Législatives : Au Metn, une célébration du « pluralisme de la société chrétienne »

Samy Gemayel a voté hier à Bickfaya. Michel Sayegh

Du littoral jusqu’à la montagne, en passant par la banlieue bordant Beyrouth par le nord-est, les Metniotes étaient appelés hier à élire huit députés, lors d’une longue journée électorale. Si la participation était timide dans les villages du Metn durant la matinée, et si elle s’est accentuée dans l’après-midi, elle était plutôt constante tout le long de la journée dans les localités du littoral.
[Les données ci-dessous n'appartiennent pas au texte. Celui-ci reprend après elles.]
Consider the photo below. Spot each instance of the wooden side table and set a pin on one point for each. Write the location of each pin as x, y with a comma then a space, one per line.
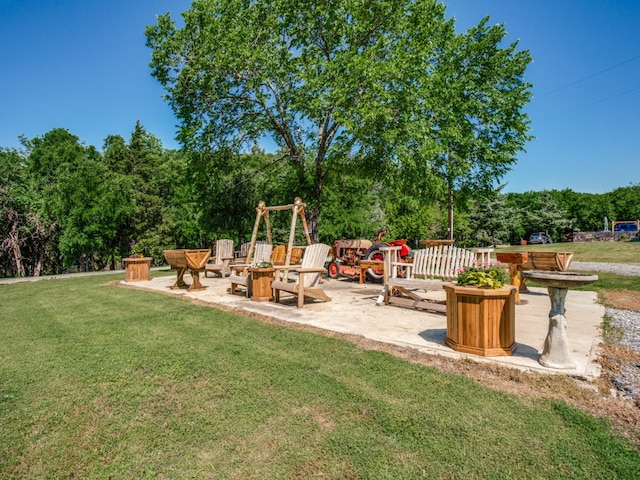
137, 269
261, 279
515, 261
Cinq listes étaient en compétition, de nombreux partis ayant décidé de mener la bataille en solo. Cela s’est traduit sur le terrain par une diversité de couleurs et de slogans, sans le désordre habituel créé par les délégués qui, autrefois, distribuaient des listes de candidats à l’entrée des bureaux.
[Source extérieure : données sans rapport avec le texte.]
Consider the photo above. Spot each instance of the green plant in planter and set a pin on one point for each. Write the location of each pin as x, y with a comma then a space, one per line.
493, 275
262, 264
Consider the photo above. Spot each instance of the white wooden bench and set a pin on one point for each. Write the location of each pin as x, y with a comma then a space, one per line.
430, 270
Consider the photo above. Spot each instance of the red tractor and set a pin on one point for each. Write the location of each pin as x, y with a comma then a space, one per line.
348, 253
Amine Gemayel et la campagne « avant-gardiste »
Présent en force dans la plupart des localités, le parti Kataëb, qui se présente avec le PNL et nombre d’indépendants, s’est fait remarquer sur le terrain. Peu avant midi, Bickfaya a accueilli avec enthousiasme l’ancien président Amine Gemayel et son épouse Joyce, suivis par le président du parti, Samy Gemayel, qui a tenu à visiter tous les bureaux de vote et à saluer ses supporters. « Je laisse aux gens le choix de voter librement, puisque je respecte le silence électoral, contrairement à beaucoup d’autres », a affirmé Samy Gemayel, qui a préféré ne pas donner de pronostics.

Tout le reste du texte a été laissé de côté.